紫式部の夫である藤原宣孝も、筑前守・大宰少弐に就任していました。
 海外交易を担当するので経済的利益が望める役職ですが、この少弐は謹直な役人であったようで蓄財ができません。また九州には「大夫監」(従五位下に叙せられた大宰府の三等官)のような勇猛な武人が多く、そうした人々とも折り合いが悪かったようです。真面目すぎたのでしょう。
 藤原道長が「望月の歌」を詠んだ翌年の寛仁三年(一〇一九)、女真族を主体とした海賊が対馬・壱岐から九州北部を襲う「刀伊(とい)の入寇(にゅうこう)」が起きます。これを撃退したのは皇后定子の弟・藤原隆家でした。隆家は眼病治療のため自ら進んで「権帥」として大宰府に赴任していたのです。
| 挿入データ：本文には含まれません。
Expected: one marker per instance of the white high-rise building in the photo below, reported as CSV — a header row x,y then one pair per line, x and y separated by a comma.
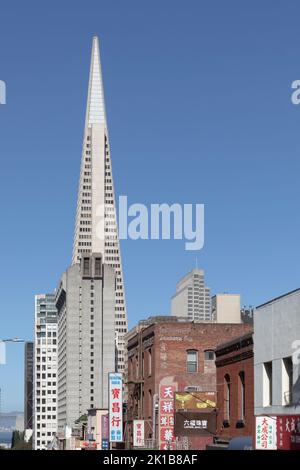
x,y
45,371
192,298
96,225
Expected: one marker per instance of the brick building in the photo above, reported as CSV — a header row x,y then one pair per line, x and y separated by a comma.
x,y
235,388
174,353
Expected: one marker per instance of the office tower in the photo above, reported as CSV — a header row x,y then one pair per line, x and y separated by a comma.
x,y
45,371
226,308
28,385
192,298
96,224
85,300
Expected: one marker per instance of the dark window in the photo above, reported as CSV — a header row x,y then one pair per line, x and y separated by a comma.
x,y
86,266
192,360
98,267
209,355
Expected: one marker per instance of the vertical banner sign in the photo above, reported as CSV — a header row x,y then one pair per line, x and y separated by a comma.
x,y
288,432
115,407
166,417
266,433
138,432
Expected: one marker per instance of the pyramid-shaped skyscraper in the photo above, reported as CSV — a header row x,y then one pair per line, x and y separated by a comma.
x,y
96,223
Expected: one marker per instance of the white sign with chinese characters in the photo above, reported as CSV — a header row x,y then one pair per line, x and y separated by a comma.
x,y
138,432
115,407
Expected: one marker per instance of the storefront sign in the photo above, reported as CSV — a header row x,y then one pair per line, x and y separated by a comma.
x,y
195,400
115,407
192,423
138,432
266,433
166,417
288,432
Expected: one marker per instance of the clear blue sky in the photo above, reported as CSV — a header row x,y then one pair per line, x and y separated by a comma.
x,y
199,110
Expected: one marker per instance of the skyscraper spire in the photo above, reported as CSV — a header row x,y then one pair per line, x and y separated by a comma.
x,y
95,109
96,224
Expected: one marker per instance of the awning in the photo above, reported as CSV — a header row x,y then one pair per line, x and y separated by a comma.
x,y
241,443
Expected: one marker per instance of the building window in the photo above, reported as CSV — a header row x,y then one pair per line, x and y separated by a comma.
x,y
227,398
267,384
287,381
149,362
192,360
98,267
242,396
209,355
86,266
150,404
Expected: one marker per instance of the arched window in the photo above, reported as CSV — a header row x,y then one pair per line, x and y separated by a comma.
x,y
192,360
227,398
209,355
242,402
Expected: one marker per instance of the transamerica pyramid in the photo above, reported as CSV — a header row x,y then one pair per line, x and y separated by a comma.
x,y
96,225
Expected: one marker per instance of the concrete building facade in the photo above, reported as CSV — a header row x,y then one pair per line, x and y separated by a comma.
x,y
226,308
85,301
277,356
176,352
45,371
192,299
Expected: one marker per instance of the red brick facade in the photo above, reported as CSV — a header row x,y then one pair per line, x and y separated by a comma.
x,y
157,354
235,388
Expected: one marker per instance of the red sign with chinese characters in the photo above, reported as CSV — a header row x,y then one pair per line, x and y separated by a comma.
x,y
288,432
166,417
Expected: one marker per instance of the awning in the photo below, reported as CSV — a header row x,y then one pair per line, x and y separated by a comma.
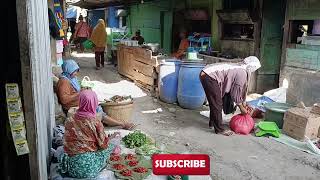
x,y
93,4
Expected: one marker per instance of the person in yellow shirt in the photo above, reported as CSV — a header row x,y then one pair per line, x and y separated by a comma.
x,y
184,44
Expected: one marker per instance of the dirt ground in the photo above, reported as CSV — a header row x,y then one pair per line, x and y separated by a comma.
x,y
236,157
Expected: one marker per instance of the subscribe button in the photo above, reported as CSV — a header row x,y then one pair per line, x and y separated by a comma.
x,y
181,164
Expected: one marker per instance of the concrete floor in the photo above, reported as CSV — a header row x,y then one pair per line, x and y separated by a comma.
x,y
236,157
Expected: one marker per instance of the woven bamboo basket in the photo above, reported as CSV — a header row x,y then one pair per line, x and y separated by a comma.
x,y
119,111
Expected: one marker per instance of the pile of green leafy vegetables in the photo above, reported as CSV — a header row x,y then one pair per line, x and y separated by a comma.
x,y
135,139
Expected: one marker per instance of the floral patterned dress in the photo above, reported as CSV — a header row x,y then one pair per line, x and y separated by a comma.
x,y
86,148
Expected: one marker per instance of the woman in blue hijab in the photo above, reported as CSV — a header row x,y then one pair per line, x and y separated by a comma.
x,y
68,90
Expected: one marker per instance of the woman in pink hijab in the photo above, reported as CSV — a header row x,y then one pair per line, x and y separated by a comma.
x,y
86,145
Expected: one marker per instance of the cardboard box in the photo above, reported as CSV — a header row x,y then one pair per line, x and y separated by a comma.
x,y
299,122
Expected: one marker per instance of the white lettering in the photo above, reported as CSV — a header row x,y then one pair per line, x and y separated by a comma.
x,y
202,163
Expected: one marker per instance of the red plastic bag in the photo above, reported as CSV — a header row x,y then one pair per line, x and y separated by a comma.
x,y
241,124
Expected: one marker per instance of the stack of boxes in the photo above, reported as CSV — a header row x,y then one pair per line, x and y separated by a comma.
x,y
301,122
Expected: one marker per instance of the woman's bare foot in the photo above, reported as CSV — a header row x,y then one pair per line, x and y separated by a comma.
x,y
226,133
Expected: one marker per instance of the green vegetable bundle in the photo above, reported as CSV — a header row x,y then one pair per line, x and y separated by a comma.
x,y
135,139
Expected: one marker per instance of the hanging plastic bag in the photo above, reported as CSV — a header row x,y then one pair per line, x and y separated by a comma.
x,y
86,83
242,124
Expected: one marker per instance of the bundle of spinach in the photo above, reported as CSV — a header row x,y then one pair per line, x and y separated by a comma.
x,y
135,139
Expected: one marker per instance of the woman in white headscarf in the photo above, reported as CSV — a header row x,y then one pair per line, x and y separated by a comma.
x,y
224,85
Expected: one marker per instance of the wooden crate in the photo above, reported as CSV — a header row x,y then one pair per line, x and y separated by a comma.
x,y
299,123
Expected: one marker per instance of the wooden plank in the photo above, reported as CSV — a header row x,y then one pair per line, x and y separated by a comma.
x,y
145,60
145,69
144,79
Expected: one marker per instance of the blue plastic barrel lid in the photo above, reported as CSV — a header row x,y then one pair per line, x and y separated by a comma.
x,y
278,107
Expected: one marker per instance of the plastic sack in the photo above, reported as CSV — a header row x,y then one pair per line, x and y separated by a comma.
x,y
88,44
242,124
86,83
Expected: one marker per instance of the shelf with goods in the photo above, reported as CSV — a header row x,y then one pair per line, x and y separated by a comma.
x,y
199,44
 雅やかな都人であった隆家ですが、敵襲来を聞くと在庁官人だけでなく大蔵種材ら現地の武人たちをよく統率しました。外国使節迎賓館である鴻臚館(こうろかん)近くの警固所(現在の福岡城本丸内)を指揮所として見事に女真族を撃退することに成功します。隆家は『大鏡』で「大和心かしこく御座する」(現場対応能力に優れている)と高く評価をされる人物だったのです。こうした剛胆な人でないと、気性の荒い大夫監のような人々を上手に扱えなかったのでしょう。

<文献>
『小右記』(藤原実資)
「対馬守遠晴参府申事由、壱岐守理忠被殺害、又筑前国乃古島<警固近々所云々>示、彼賊多来不可敵対、其迅如隼云々、帥率軍到警固可合戦云々。」「異国八日俄来着能古島。同九日乱登博多田、府兵惣然不能微発。」「限日本境可襲撃、不可入新羅境之由、都督所誡仰也者。」『大鏡』
「かの国に御座しまししほど、刀伊国の物、にはかにこの国を討ち取らむとや思ひけむ、越え来たりけるに、筑紫には、かねて用意もなく、大弐殿、弓矢の本末も知り給はねば、いかがと思しけれど、大和心かしこく御座する人にて、筑後・肥前・肥後、九国の人をおこし給ふをばさることにて」
『河海抄』(四辻善成)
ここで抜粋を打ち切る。